I first met Daddy when he stretched out on the grass that covered Mama’s grave and said “Bury Me Now” and I took a picture. 10 years later to the day he crawled in next to her. I wore a big black hat and a red dress. I buried him in red pajamas. I wanted him to be comfortable.
….I have found the suitcase open, collecting snow,
still holding your vade mecum of the infinite,
The Lost Suitcase by Carolyn Forché
It would be nice to have a handbook that contained everything I ever needed to know about anything. I once had a Brownie Scout Handbook. Then a Girl Scout Handbook. Then, much later, a Big Book. But the only thing I could carry with me all the time was “a great big Brownie smile” and I often forgot to put that on. It’s amazing how much stuff I carry around now. I’m retired now but when I was working I carried:
clear nail polish
toothpaste and toothbrush
bills to pay
return address labels
Gym entry card
Diet Dr. Pepper
John left with his keys and a wallet. Why is my life so complicated?
There are no trains
The only roar comes from the ocean
and it never stops
There are no triathlons
but fishermen stand in the surf for hours
and they never stop
There are no all night diners
but there are rainbows, sunshine
and the wind never stops
It’s late in the day and
no words have lined up in a way that pleases me.
to speak of.
But I judge myself by my intentions.
and I’ve done no damage
to speak of.
Notice. Your past comes back to you now
on a warm, moist breeze
cloaked in the smell of clematis
illuminated by the noon day sun.
Your past that you shared
with strangers who have forgotten your name.
Memory is like breath:
I can’t live without it.
When memories are as transparent as dreams
and intentions as flimsy as those memories
and emotions dart here and there like spoiled children
and the right words never come,
I still begin to write without knowing
where the words will lead me
and when the words will stop
Outside my window a gum ball tree
Seed of Aprils past
Reminder of brown army blankets
Ah! That pigment that blossomed even as she followed her sister down the birth canal.

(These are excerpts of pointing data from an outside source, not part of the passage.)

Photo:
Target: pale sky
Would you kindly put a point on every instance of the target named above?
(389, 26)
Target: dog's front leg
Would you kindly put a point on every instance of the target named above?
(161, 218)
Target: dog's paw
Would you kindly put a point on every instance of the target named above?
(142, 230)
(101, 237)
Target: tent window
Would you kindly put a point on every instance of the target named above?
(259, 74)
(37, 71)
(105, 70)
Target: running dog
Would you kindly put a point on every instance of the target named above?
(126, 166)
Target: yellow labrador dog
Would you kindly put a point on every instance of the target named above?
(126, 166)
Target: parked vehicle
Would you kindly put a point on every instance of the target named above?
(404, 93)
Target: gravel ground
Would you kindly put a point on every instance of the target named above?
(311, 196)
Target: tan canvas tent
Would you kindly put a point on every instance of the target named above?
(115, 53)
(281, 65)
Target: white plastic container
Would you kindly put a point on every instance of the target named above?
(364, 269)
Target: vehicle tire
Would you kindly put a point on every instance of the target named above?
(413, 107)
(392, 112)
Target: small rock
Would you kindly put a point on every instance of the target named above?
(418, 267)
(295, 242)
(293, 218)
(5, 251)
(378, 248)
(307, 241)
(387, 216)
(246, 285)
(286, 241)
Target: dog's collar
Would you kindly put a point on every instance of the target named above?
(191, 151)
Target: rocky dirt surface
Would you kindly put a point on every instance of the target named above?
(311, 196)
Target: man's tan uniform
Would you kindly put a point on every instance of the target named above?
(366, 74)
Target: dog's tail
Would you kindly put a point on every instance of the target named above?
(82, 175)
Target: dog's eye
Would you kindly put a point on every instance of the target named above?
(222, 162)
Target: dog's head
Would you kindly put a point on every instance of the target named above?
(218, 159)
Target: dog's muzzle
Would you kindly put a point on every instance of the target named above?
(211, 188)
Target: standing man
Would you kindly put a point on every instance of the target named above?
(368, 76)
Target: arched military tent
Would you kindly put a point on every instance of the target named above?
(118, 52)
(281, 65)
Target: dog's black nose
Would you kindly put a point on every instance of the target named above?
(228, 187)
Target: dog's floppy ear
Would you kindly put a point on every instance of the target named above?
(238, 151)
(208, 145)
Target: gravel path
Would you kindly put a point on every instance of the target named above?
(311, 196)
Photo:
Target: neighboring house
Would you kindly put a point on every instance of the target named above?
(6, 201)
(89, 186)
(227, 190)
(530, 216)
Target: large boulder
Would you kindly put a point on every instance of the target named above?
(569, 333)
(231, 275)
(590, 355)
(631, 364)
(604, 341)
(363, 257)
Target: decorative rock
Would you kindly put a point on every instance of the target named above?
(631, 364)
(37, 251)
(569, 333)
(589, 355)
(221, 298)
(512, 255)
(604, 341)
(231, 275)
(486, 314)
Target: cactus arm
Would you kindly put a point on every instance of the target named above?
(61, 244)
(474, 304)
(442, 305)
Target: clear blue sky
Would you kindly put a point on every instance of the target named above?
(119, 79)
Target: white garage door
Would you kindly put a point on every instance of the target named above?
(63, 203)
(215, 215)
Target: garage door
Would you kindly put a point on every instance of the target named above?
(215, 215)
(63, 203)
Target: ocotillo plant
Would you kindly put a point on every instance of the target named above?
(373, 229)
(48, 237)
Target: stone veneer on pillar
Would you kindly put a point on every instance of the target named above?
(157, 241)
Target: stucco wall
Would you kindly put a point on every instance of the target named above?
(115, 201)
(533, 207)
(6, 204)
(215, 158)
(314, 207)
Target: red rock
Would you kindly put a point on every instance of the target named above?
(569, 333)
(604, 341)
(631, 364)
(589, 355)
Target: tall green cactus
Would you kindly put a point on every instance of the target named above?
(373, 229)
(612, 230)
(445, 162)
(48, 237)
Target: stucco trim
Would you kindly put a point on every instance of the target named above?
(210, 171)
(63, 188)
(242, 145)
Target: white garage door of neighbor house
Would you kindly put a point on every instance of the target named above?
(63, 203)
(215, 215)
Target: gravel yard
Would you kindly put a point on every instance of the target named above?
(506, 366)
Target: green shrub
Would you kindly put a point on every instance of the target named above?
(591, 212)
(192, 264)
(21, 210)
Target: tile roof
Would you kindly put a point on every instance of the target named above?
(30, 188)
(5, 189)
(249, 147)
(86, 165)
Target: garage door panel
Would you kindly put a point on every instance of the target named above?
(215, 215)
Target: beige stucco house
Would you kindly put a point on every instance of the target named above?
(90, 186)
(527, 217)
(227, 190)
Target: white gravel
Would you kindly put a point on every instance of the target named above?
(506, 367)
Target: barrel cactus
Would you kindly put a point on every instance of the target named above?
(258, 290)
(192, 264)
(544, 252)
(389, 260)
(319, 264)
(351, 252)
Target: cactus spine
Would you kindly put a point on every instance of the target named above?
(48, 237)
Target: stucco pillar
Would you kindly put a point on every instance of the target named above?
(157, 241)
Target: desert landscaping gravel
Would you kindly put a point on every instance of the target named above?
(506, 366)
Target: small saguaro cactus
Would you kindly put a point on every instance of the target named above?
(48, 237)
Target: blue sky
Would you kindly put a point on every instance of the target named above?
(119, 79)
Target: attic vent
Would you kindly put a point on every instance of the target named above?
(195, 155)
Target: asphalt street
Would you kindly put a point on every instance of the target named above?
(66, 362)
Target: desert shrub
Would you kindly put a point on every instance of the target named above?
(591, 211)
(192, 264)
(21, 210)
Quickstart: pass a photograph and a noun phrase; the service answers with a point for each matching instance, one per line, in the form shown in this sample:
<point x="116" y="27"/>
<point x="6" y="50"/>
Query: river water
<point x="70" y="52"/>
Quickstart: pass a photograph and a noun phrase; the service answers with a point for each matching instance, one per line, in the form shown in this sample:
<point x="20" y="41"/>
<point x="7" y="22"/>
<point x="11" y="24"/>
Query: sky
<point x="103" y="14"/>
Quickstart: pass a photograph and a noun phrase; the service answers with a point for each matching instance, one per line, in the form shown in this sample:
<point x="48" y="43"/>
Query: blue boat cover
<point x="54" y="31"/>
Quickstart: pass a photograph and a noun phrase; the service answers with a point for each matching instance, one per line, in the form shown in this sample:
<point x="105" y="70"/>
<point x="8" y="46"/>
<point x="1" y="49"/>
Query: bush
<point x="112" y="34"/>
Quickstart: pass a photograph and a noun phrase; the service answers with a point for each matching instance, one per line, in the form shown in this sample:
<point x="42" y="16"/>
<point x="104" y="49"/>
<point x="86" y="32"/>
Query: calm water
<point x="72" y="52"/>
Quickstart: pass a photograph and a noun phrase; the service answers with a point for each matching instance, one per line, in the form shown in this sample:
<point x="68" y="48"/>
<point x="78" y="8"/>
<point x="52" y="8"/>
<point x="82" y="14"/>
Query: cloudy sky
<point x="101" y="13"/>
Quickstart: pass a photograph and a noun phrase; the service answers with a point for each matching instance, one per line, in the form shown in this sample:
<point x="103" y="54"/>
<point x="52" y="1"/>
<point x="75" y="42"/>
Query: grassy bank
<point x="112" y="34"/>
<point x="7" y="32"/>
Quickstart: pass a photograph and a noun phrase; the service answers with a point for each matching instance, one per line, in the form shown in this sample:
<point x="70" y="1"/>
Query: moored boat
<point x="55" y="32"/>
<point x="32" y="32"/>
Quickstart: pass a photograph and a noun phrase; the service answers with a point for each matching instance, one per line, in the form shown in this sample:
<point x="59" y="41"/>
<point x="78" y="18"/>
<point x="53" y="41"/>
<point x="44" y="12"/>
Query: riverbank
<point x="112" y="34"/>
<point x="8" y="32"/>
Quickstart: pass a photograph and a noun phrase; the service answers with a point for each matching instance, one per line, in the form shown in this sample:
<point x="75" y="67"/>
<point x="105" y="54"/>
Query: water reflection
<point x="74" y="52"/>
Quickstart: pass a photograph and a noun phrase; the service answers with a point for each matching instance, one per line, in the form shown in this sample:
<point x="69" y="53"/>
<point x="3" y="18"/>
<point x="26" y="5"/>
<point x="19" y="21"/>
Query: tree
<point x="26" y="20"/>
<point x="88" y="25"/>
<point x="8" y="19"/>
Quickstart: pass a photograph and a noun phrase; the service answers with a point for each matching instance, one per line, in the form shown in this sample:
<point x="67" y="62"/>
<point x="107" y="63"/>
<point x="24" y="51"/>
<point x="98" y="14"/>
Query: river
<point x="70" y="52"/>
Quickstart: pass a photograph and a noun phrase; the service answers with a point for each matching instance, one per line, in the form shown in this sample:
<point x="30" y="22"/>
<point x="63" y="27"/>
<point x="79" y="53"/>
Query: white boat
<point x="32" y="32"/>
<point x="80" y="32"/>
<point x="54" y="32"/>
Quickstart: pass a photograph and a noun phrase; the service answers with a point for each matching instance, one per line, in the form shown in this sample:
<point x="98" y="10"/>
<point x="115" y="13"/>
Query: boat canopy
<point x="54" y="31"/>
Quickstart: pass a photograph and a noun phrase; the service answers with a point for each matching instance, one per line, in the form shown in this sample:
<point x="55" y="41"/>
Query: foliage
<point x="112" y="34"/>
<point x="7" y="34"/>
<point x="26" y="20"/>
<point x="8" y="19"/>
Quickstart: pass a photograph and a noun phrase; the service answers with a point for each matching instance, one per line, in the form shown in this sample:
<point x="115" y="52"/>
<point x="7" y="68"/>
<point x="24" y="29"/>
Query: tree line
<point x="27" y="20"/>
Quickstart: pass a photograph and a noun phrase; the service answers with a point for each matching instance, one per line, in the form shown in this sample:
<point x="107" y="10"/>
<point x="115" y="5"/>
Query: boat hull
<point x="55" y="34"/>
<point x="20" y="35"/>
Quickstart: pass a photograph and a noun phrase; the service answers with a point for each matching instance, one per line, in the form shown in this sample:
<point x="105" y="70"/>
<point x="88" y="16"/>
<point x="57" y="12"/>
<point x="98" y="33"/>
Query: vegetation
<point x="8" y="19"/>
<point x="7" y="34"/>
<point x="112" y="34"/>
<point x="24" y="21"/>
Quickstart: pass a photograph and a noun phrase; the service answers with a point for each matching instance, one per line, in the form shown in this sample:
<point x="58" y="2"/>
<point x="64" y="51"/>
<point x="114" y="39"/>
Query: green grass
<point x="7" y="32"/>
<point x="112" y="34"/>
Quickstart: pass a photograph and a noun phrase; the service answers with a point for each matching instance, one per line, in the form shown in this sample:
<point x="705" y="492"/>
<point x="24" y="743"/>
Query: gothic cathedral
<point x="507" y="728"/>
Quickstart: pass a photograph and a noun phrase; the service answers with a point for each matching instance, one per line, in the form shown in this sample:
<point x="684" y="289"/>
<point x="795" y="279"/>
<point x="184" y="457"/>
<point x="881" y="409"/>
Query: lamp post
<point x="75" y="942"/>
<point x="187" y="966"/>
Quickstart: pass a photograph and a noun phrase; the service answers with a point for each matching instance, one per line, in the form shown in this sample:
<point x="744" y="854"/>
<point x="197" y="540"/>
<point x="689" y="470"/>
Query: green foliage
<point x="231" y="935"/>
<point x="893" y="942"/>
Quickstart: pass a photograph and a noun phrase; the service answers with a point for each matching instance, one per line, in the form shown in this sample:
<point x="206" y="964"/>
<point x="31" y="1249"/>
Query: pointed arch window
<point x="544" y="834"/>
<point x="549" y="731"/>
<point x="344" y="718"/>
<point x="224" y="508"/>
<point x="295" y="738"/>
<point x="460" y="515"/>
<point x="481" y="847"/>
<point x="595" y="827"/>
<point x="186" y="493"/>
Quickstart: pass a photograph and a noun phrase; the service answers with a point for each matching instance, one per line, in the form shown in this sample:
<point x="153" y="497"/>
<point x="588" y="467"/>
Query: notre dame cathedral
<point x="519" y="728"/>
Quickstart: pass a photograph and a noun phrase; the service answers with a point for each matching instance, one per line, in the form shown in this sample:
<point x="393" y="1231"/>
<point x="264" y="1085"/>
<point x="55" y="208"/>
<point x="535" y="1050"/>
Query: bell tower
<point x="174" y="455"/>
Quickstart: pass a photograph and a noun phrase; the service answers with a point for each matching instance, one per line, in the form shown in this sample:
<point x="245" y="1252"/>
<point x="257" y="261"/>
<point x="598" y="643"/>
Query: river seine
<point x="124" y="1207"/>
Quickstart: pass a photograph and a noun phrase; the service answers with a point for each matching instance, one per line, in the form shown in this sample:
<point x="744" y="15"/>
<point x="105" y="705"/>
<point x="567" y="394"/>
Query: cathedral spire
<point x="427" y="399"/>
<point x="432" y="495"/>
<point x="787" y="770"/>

A 5 o’clock shadow darkened her blood smeared face
before Irish cleaned it with a mother’s tongue
gently with an instinct that eclipsed learning.
The nose grew. The color darkened.
Now a lump of coal.
The black so black
I fancy I can see my face reflected there.
But it is only a nose.
A nose to point her way from whelping to weaning.
A nose that sneaks beneath the bed skirt to worry the dust bunnies.
A nose that pushes sand before it as it tunnels past the tideline to the Bay.